My apologies that I had little time to write more documentation for it. Fortunately Swift is expressive enough and I had made considerable efforts making my code as readable as possible.
Streaming #
I use Agora as the audio streaming vendor (like Clubhouse). The streaming service was wrapped into a class. The reason is mostly for compatibility with Agora’s older SDKs. Also this simplified referencing and potential inheritance.
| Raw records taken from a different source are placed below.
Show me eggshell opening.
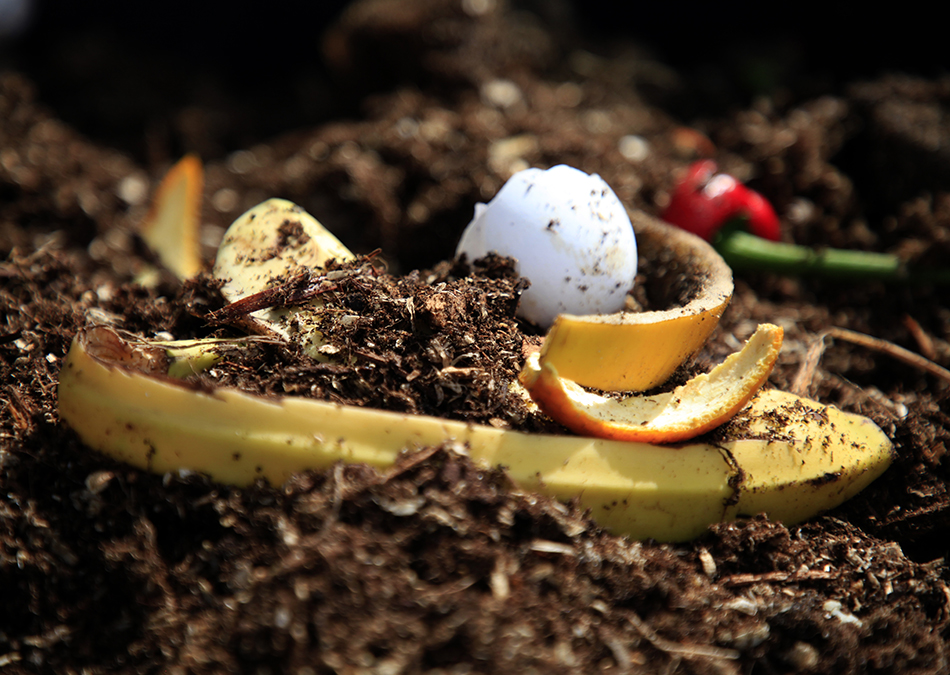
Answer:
[457,165,637,328]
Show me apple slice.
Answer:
[520,324,784,443]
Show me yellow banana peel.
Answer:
[541,212,733,391]
[213,199,354,361]
[59,327,892,541]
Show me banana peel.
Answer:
[541,211,733,391]
[212,199,354,361]
[59,327,892,541]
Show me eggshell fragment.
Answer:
[457,165,637,328]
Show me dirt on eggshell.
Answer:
[0,0,950,675]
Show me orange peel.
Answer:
[139,155,204,280]
[520,324,784,443]
[542,212,733,391]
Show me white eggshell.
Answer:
[457,165,637,327]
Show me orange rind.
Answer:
[59,327,893,541]
[139,155,204,281]
[542,212,733,391]
[520,324,784,443]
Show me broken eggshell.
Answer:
[456,164,637,328]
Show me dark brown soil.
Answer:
[0,0,950,675]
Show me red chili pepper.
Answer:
[662,159,780,241]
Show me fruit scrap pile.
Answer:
[59,158,892,541]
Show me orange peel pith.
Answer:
[139,155,204,280]
[542,212,733,391]
[520,324,784,443]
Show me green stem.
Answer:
[713,229,950,284]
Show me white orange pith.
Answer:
[139,155,204,280]
[542,212,733,391]
[520,324,783,443]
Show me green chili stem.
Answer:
[713,229,950,284]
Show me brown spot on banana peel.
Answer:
[59,329,890,541]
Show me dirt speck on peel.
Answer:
[0,0,950,675]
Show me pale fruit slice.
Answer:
[519,324,784,443]
[542,212,733,391]
[717,389,893,523]
[139,155,204,280]
[59,327,893,541]
[213,199,354,360]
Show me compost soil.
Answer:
[0,0,950,675]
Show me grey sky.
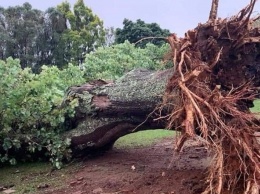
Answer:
[0,0,260,37]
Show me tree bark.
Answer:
[62,69,172,156]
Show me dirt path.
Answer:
[45,139,210,194]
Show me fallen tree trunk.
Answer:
[65,69,172,156]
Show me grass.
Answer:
[250,100,260,113]
[0,162,76,194]
[0,129,175,194]
[114,129,175,148]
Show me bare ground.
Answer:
[40,138,211,194]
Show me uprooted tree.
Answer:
[63,0,260,194]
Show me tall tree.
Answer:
[1,3,44,68]
[115,19,170,48]
[37,7,67,71]
[58,0,105,64]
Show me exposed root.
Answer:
[162,0,260,194]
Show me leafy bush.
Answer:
[0,58,84,168]
[83,41,169,80]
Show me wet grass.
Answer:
[114,129,175,148]
[0,129,174,194]
[0,162,77,194]
[250,100,260,113]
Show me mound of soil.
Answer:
[44,138,211,194]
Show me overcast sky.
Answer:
[0,0,260,37]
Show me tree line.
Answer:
[0,0,169,73]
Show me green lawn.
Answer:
[0,162,71,194]
[250,100,260,113]
[114,129,175,148]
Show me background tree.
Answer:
[0,3,44,68]
[58,0,105,64]
[115,19,170,47]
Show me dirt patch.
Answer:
[44,138,211,194]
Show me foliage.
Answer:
[83,41,169,80]
[0,58,83,168]
[0,0,105,73]
[114,129,176,148]
[58,0,105,64]
[115,19,170,48]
The class structure appears as follows:
class Broadcaster: NSObject, AgoraRtcEngineDelegate, ObservableObject {
var channelName: String
var uid: UInt
var role: AgoraClientRole
var recordingConfig: AgoraAudioRecordingConfiguration?
@State private var cancellables = Set<AnyCancellable>()
@State private var initialized: Bool = false
@State private var joined: Bool = false
private(set) var token: String?
private var bags = Set<AnyCancellable>()
var agoraKit: AgoraRtcEngineKit!
var connectionState: AgoraConnectionState {
agoraKit.getConnectionState()
}
init(channelName: String, role: AgoraClientRole, uid: UInt) {
self.channelName = channelName
self.role = role
self.uid = uid
super.init()
}
Network Service #
Swift code for networking is almost boilerplate thanks to Swift’s versatile and modern language design.
struct NetworkService {
let baseURL: String
private func getToken() -> String? {
return UserDefaults.standard.object(forKey: "token") as? String
}
func get<U>(from: String) -> AnyPublisher<U, Error> where U: Decodable {
let url = URL(string: baseURL + from)!
var request = URLRequest(url: url)
request.httpMethod = "GET"
if getToken() != nil {
request.setValue("Bearer \(getToken()!)", forHTTPHeaderField: "Authorization")
}
return run(request)
}
func post<T, U>(_ entry: T, to: String) -> AnyPublisher<U, Error>
where T: Encodable, U: Decodable
{
let url = URL(string: baseURL + to)!
var request = URLRequest(url: url)
request.httpMethod = "POST"
request.addValue("application/json", forHTTPHeaderField: "Content-Type")
if getToken() != nil {
request.setValue("Bearer \(getToken()!)", forHTTPHeaderField: "Authorization")
}
let encoder = JSONEncoder()
let jsonData = try! encoder.encode(entry)
request.httpBody = jsonData
return run(request)
}
func run<T: Decodable>(_ request: URLRequest) -> AnyPublisher<T, Error> {
let decoder = JSONDecoder()
var result: AnyPublisher<T,Error>
do {
result = URLSession.shared
.dataTaskPublisher(for: request)
.map { $0.data }
.handleEvents(receiveOutput: { print("<<< Data received:\n", NSString(
data: $0,
encoding: String.Encoding.utf8.rawValue
)!) })
.decode(type: T.self, decoder: decoder)
.receive(on: DispatchQueue.main)
.eraseToAnyPublisher()
}
return result
}
}
Syncing heartbeat with servers using websocket is also straightforward:
func sendHeartbeat() {
let message = URLSessionWebSocketTask.Message.string("heartbeat")
webSocketTask?.send(message) { error in
if let error = error {
print("Error sending heartbeat: \(error)")
}
}
}
UI #
SwiftUI is declarative, almost like CSS, which quite pleasantly surprised me. I was still traumatized by Obj-C UI experience. This is even more sweetened by extension
syntax to separate UI from event handling and state transitions. You can write those code in a breeze:
extension MusicListView {
func play(music: Payload.Music?) {
guard let music = music, let url = URL(string: music.url) else { return }
if music == musicInPlay, let player = audioPlayer, !isPlaying {
player.play()
} else {
stop()
let playerItem = AVPlayerItem(url: url)
audioPlayer = AVPlayer(playerItem: playerItem)
// Resume playback from the stored played time
if let storedProgress = playbackProgress[music] {
audioPlayer?.seek(to: CMTime(
seconds: storedProgress.played,
preferredTimescale: 1
))
}
audioPlayer?.play()
musicInPlay = music
}
isPlaying = true
}
func stop() {
audioPlayer?.pause()
audioPlayer = nil
musicInPlay = nil
isPlaying = false
}
func pause() {
audioPlayer?.pause()
isPlaying = false
}
Reflections #
- You might well want to work with Swift, but not Apple. Maybe Rust offers such circumvention with more powerful browser support and embedded wasm code.
- The paradigm on mobile dev today has very closely resembled front-end development. I was constantly reminded of react/redux, and such.
- Please let me know if you find this app useful.